Guinea-Bissau’s human rights records has recently been positively cited due to the successes of several non-governmental organizations and human rights activists. In the country’s history, however, human rights abuses had been perpetrated during periods of political turmoil and conflict. Overall, the situation of human rights in Guinea-Bissau has been described as a reflection of the political, social, economic, and cultural path the country took since independence.

==Independence and human rights==
After Guinea-Bissau’s independence, the liberation movement African Party for the Independence of Guinea and Cape Verde (PAIGC) dominated the government for many years. It initially adopted the Marxist-Leninist political and economic systems. The move to centralize power and socialize the country’s economy had resulted to an inefficient state apparatus that increased the incidence of poverty. It also led to a spate of human rights violations as the state security executed individuals branded as collaborators of the Portuguese regime. The nascent state also faced a series of internal conflicts, violence, and instability, which created conditions for the violation of civil liberties.

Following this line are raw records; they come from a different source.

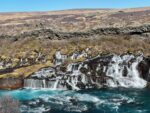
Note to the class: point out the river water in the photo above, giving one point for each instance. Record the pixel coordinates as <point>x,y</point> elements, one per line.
<point>118,100</point>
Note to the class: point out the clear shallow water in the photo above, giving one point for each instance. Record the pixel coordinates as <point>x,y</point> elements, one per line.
<point>87,101</point>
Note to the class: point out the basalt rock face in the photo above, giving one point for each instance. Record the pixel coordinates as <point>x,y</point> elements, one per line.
<point>11,83</point>
<point>127,71</point>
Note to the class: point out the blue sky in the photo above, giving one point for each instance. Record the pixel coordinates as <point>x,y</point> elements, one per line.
<point>48,5</point>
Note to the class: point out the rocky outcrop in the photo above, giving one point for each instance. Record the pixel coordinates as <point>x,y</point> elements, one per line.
<point>11,83</point>
<point>126,70</point>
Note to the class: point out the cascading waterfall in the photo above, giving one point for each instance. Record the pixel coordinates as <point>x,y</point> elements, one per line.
<point>110,71</point>
<point>130,78</point>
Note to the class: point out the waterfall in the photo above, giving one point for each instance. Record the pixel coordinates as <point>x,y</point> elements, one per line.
<point>110,71</point>
<point>59,58</point>
<point>130,78</point>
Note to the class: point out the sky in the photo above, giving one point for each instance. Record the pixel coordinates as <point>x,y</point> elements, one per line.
<point>50,5</point>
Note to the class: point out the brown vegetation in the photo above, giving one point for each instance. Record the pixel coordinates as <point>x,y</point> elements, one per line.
<point>9,105</point>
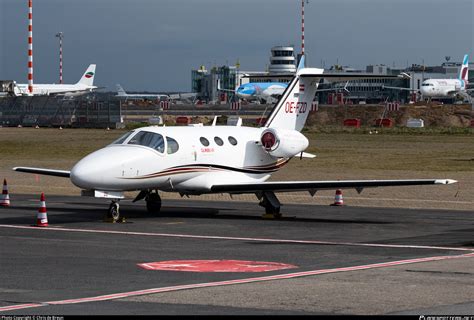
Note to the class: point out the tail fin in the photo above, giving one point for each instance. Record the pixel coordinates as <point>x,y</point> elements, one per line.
<point>120,91</point>
<point>88,77</point>
<point>292,110</point>
<point>464,73</point>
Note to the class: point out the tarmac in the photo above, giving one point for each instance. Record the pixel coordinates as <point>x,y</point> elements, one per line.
<point>339,260</point>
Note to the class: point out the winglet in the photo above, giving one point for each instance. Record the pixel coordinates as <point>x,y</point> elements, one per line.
<point>445,181</point>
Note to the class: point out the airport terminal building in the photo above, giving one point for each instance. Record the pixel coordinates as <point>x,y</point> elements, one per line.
<point>283,63</point>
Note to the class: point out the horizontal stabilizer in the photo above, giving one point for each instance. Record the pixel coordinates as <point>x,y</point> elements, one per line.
<point>46,172</point>
<point>294,186</point>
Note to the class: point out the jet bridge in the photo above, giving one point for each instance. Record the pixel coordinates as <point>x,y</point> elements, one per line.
<point>7,88</point>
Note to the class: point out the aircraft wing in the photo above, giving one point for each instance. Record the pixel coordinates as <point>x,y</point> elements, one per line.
<point>46,172</point>
<point>399,88</point>
<point>349,76</point>
<point>313,186</point>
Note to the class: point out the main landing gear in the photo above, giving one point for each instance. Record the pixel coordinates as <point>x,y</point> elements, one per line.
<point>113,214</point>
<point>153,202</point>
<point>270,202</point>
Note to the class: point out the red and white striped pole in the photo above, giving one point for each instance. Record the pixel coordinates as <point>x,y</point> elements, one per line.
<point>30,46</point>
<point>60,36</point>
<point>302,27</point>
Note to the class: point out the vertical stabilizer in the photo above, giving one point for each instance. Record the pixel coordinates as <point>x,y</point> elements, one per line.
<point>88,77</point>
<point>120,91</point>
<point>464,73</point>
<point>292,110</point>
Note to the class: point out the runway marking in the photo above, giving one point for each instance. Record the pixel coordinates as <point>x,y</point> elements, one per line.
<point>216,266</point>
<point>189,236</point>
<point>129,294</point>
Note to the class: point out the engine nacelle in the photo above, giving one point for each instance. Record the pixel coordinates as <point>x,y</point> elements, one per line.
<point>282,143</point>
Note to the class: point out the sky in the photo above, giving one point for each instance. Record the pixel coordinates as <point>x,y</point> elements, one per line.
<point>152,45</point>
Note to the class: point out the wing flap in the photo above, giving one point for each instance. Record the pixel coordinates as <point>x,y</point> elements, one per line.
<point>46,172</point>
<point>312,186</point>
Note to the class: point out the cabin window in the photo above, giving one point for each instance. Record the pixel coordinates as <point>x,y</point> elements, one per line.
<point>204,141</point>
<point>149,139</point>
<point>232,141</point>
<point>218,141</point>
<point>123,138</point>
<point>172,145</point>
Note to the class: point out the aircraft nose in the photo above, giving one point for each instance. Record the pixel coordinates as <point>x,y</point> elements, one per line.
<point>98,169</point>
<point>86,174</point>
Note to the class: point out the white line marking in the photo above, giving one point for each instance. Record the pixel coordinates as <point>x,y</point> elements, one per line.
<point>188,236</point>
<point>232,282</point>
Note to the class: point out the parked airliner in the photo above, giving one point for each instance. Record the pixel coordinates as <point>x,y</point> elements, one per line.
<point>447,87</point>
<point>267,91</point>
<point>139,96</point>
<point>198,160</point>
<point>84,85</point>
<point>442,88</point>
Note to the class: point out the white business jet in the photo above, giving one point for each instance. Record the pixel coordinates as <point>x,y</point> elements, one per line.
<point>198,160</point>
<point>83,86</point>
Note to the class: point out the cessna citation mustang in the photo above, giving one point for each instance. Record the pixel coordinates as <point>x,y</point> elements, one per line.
<point>197,160</point>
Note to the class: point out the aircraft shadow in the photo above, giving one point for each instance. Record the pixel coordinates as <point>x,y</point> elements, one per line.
<point>77,215</point>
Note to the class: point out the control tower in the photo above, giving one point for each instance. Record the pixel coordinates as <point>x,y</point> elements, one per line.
<point>282,60</point>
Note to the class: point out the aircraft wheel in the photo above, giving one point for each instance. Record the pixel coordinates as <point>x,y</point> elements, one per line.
<point>269,210</point>
<point>114,211</point>
<point>153,203</point>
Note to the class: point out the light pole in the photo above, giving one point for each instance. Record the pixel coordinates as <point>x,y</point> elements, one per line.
<point>60,35</point>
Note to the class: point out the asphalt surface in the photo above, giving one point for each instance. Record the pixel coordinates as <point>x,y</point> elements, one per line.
<point>347,260</point>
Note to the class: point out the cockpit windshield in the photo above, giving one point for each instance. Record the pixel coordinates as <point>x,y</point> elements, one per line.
<point>123,138</point>
<point>149,139</point>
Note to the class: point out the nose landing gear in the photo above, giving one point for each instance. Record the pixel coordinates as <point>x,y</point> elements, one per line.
<point>270,202</point>
<point>113,214</point>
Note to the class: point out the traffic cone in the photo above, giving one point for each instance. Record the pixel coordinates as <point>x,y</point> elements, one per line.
<point>5,198</point>
<point>338,198</point>
<point>42,217</point>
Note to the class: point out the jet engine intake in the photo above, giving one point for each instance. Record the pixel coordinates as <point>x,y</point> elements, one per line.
<point>282,143</point>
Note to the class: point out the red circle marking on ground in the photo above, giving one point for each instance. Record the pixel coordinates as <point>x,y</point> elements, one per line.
<point>215,266</point>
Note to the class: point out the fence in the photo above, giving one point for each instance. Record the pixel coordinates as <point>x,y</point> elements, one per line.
<point>55,111</point>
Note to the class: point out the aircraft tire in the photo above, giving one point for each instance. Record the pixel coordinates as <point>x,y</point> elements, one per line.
<point>114,211</point>
<point>153,203</point>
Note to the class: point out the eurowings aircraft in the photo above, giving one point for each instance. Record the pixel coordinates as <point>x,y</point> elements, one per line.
<point>198,160</point>
<point>441,88</point>
<point>84,85</point>
<point>447,87</point>
<point>139,96</point>
<point>265,90</point>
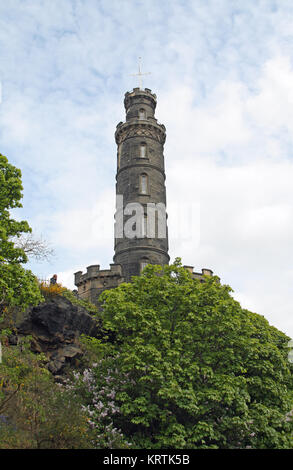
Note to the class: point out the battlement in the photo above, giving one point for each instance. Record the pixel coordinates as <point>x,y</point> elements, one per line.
<point>95,280</point>
<point>139,96</point>
<point>204,272</point>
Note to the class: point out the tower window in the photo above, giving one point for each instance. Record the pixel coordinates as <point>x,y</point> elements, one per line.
<point>144,262</point>
<point>141,114</point>
<point>143,184</point>
<point>142,150</point>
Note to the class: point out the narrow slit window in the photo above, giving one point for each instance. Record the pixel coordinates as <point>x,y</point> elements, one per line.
<point>143,184</point>
<point>144,263</point>
<point>141,114</point>
<point>142,152</point>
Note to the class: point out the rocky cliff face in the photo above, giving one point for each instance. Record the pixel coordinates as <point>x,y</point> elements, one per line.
<point>55,326</point>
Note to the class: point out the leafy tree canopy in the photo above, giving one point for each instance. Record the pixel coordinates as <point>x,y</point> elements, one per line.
<point>203,372</point>
<point>17,285</point>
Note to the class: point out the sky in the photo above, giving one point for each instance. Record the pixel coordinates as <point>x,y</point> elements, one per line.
<point>222,71</point>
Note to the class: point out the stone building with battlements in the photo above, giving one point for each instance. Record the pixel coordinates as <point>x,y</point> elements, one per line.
<point>142,238</point>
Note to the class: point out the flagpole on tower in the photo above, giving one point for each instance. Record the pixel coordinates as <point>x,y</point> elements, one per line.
<point>140,74</point>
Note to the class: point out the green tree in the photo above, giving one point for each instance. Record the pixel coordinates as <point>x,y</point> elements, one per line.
<point>36,412</point>
<point>18,286</point>
<point>203,372</point>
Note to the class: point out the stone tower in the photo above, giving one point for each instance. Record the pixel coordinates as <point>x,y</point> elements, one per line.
<point>141,235</point>
<point>140,179</point>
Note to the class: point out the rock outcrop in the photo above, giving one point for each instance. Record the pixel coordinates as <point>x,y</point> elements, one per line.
<point>55,326</point>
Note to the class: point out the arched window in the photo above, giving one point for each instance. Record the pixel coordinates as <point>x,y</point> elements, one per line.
<point>143,263</point>
<point>143,184</point>
<point>142,150</point>
<point>141,114</point>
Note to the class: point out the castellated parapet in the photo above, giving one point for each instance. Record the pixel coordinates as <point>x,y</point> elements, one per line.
<point>92,283</point>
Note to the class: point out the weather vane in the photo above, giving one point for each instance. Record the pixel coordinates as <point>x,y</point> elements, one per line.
<point>140,74</point>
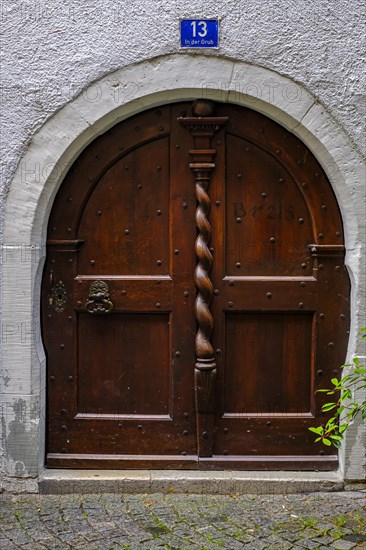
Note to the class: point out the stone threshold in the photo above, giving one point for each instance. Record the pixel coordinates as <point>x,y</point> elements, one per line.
<point>173,481</point>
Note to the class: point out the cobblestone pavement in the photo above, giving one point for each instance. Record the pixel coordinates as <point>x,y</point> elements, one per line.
<point>111,521</point>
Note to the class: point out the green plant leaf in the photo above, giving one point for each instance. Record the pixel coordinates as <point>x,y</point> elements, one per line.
<point>318,430</point>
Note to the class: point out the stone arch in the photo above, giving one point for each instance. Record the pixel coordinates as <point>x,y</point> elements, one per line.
<point>59,142</point>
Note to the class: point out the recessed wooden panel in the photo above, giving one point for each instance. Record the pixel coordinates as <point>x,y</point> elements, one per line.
<point>125,223</point>
<point>267,220</point>
<point>268,363</point>
<point>121,387</point>
<point>123,362</point>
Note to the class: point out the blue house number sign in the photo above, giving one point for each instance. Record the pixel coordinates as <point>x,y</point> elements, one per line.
<point>199,33</point>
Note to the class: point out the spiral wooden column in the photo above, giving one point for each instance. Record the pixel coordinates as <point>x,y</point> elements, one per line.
<point>202,126</point>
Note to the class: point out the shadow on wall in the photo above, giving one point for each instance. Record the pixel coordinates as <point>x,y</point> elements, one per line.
<point>21,442</point>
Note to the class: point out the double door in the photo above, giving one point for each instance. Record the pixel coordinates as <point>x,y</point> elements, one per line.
<point>194,296</point>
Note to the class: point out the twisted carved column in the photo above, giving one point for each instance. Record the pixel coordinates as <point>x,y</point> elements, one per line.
<point>202,126</point>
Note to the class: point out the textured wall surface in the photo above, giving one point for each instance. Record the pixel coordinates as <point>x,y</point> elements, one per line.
<point>52,52</point>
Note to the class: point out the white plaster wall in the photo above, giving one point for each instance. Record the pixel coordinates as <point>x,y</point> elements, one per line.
<point>54,50</point>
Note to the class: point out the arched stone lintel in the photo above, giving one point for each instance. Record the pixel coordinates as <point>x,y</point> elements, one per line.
<point>115,97</point>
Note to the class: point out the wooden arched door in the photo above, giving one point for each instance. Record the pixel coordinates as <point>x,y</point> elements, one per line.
<point>180,335</point>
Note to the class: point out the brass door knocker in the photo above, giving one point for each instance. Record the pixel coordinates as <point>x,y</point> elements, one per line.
<point>99,301</point>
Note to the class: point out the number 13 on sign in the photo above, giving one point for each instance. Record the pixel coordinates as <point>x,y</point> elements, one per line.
<point>199,33</point>
<point>203,28</point>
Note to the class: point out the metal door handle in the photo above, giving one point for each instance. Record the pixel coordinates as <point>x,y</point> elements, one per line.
<point>99,301</point>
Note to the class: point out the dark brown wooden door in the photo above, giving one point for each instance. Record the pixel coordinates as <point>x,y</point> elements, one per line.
<point>138,265</point>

The dictatorial and autocratic rule was followed by four military coup d’état, a civil war, and the murder of the country’s independence leader, Amílcar Cabral. The internal strife that emerged during these periods of instability led to perpetuation of human rights abuses. After Cabral’s death, he was succeeded by his brother and PAIGC co-founder, Luís Cabral. The new government then attempted to consolidate power by imprisoning individuals suspected of participating in coup plots without trial. Cabral was overthrown during the military takeover in 1980.

==Vieira’s regime==
After the coup, Brigadier Joao Bernardo Vieira was installed as President of the national revolutionary council, which was composed of military officers. By 1981, the national congress passed a law establishing PAIGC as the single national party under the pretext that the initiatives were being pursued in preparation for national elections and the formation of a permanent governmental structure. In 1994, the first multiparty election was held in Guinea-Bissau and Vieira emerged victorious. Under this new regime, the prominent human rights problems included:
- Violent dispersal of demonstrations
- Poor prison conditions
- Corruption and impunity
- Violence and discrimination against women
- Female genital mutilation
- Child labor
- Child trafficking

Vieira was also overthrown after a bitter civil war from June 1998 to May 1999. After this conflict was concluded and Kumba Ialá assumed power, there were only few reports of the massacres and systematic torture that often come with civil wars. During Yala’s regime, which ended the 26 years of PAIGC governance, human rights abuses continued at the hands of security forces. Human rights activists, journalists, and ordinary citizens were subjected to torture and imprisonment. These were perpetrated with impunity because opposing political parties and the civic society were too intimidated to serve as counterweight to Yala’s rule.

==Recent developments==
During the United Nations’ 2015 Universal Periodic Review (UPR), which evaluated Guinea-Bissau’s human rights performance in terms of legislative developments, it was found that the country has made progress in the area of equality. It has recognized discrimination based on sexual orientation and gender identity as a serious state concern. The state also reaffirmed the constitutional guarantee for the equality of all citizens.

By 2021, human rights issues include reports of harassment, arbitrary detentions, and physical assault involving activists and journalists who criticize the government.